Au retour, à Tunis, Zam n’était pas du groupe. Mais Gras si ! « J’étais le seul attaquant sur le banc. Et lorsqu’au bout de quelques minutes Youm s’est blessé, je me suis aussitôt levé pour m’échauffer. Mais Claude Le Roy avait préféré faire entrer le milieu de terrain Baytir Samb », se souvient Al Ousseynou Sène. Qu’importe, le Sénégal était qualifié à la phase finale après avoir raté la précédente au Maroc. « Moi qui ai toujours été titulaire lorsque les Senefs n’étaient pas là, j’étais en droit d’espérer être du voyage final. Mais, suite à un choc, lors d’un match de championnat face au Port, je me suis blessé aux adducteurs et n’ai pas été retenu », regrette Gras. Reparti entre-temps en France, Zam non plus. « Pour avoir fait la plupart des matches amicaux et de qualification, et étant la doublure du meilleur attaquant sénégalais voire africain de l’époque, je pouvais logiquement espérer faire partie du groupe », témoigne Zam. « Peut-être que si j’étais resté au Sénégal, j’aurais disputé cette Can et eu une autre carrière ».
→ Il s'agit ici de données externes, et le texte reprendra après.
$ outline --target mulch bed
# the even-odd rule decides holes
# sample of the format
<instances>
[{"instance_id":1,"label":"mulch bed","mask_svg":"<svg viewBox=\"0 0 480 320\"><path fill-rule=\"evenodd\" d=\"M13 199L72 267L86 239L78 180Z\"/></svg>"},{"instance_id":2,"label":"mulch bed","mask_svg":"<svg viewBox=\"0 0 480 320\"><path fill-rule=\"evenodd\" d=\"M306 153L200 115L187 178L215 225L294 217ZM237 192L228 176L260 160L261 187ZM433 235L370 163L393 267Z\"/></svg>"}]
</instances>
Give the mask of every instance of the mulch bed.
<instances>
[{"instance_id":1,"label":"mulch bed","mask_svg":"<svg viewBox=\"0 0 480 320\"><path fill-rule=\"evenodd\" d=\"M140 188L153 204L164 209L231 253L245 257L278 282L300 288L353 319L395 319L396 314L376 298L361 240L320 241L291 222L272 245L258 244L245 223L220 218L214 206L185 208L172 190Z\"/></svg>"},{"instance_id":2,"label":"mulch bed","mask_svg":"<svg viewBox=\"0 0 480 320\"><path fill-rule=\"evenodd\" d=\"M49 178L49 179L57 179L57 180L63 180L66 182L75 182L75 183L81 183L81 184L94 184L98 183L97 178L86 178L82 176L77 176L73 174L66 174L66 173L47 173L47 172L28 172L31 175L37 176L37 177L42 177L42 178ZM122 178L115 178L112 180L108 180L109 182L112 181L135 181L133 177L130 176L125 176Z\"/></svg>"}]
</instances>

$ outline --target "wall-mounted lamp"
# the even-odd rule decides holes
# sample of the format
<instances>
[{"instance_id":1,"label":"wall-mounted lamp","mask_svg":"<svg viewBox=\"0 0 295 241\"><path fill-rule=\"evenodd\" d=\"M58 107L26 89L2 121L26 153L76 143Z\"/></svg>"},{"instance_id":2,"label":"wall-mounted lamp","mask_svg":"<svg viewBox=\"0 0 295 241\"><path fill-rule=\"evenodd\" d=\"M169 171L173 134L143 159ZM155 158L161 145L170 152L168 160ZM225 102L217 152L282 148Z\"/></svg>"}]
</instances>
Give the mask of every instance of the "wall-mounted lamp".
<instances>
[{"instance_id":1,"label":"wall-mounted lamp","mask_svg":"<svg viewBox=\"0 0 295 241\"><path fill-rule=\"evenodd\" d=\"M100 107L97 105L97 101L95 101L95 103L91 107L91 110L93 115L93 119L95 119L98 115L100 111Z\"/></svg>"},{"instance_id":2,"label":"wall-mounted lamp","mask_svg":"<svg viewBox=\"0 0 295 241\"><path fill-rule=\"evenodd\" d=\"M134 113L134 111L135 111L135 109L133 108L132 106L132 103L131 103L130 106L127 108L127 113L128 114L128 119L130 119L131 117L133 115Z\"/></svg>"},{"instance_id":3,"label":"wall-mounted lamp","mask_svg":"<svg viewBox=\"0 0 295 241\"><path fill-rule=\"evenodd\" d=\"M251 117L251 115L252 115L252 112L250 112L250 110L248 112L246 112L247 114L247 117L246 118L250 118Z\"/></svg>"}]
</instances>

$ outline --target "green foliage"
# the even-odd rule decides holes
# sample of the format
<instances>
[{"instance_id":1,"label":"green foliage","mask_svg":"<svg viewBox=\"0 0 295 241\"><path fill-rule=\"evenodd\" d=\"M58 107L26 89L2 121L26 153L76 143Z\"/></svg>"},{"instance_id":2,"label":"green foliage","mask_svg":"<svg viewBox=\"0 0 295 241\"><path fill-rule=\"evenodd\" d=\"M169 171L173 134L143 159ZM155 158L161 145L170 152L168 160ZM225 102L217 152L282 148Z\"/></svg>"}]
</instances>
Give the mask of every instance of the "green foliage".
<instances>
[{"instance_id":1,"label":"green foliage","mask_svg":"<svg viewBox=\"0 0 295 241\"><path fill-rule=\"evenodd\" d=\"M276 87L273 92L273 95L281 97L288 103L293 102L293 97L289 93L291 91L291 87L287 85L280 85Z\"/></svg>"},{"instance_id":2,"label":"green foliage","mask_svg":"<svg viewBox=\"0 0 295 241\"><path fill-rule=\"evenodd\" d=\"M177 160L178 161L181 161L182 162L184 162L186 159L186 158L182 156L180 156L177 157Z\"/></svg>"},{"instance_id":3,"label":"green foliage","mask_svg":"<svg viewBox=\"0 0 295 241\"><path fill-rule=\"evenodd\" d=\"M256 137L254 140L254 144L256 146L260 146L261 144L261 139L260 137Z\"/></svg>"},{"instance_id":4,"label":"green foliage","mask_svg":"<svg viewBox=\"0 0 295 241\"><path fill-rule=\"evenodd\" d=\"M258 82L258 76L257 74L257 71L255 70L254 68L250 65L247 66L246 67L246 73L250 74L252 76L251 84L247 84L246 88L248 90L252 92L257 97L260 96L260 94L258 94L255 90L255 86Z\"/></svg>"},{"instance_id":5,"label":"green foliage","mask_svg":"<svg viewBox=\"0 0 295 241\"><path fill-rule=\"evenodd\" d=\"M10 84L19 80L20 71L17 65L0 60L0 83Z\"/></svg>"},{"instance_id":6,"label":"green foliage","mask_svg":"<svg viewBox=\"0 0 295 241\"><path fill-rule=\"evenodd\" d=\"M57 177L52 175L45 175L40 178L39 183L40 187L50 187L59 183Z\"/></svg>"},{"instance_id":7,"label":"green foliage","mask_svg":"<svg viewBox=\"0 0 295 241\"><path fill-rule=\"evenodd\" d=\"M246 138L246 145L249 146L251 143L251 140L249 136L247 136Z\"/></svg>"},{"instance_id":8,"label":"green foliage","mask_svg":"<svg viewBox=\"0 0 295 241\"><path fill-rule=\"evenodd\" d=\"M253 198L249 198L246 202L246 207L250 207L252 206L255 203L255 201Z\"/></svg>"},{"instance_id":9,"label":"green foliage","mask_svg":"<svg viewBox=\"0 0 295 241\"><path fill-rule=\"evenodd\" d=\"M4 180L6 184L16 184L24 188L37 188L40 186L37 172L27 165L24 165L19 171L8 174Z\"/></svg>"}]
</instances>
Encore plus amer est Al Ousseynou Sène Gras, mais à propos de la Can suivante en 1992, au Sénégal. Et il s’indigne pour deux, parce qu’il témoigne aussi pour son double, Gris. « Cette fois, Claude Le Roy n’est pas allé au bout de ses idées ; il n’a pas été courageux ; il a simplement eu peur, a renié ses idées pour composer avec celles des autres », témoigne-t-il. Et d’expliquer : « pendant un mois, il nous prenait tous les matins de 05h30 à 06 heures, avec mon jumeau, au stade L.S.S, et nous entrainait comme latéraux : Gris à droite et moi à gauche. Il avait même insisté auprès de l’Uso pour qu’on nous fît jouer de temps en temps à ces postes. Mais notre coach tenait à son trio Gris, Gras Zam ». Après les avoir « fait travailler comme des fous » (tactique, tacling, etc.), alors que presque tout le monde était encore au lit, dans ce qu’il présentait comme « sa surprise tactique lors de la Can », Claude Le Roy les a laissés en rade au profit de pros trentenaires, dont certains ne jouaient même pas en club. « On avait une bonne équipe de locaux qui auraient pu faire quelque chose lors de cette Can ; mais on a presque tous été mis sur la touche », regrette Gras. « C’est cela qui a faussé mon palmarès. J’avais le talent et la volonté. Mais mon rêve a avorté d’entendre l’hymne national, vêtu du maillot de mon pays et de jouer aux côtés de Oumar Guèye Sène pour profiter de ses caviars ». Selon lui, sans aucun doute, « 1992 reste la plus mauvaise année de ma carrière. Pire même que 1994 où je m’étais fracturé la jambe. Et c’est la même chose pour mon jumeau, Gris ». Même à deux pour tenter d’oublier cet épisode, ça reste compliqué pour Gris et Gras. Si Zam y ajoute son spleen de 1990, cela ne peut donner qu’un tableau bien sombre pour ce trio qui avait conduit l’Uso jusqu’en quarts de finale de la Coupe des vainqueurs de Coupe en 1990 après avoir bouffé les Requins de l’Atlantique (Bénin) et le Tonnerre de Yaoundé (Cameroun) avant de tomber face aux Nigérians de Bbc Lions.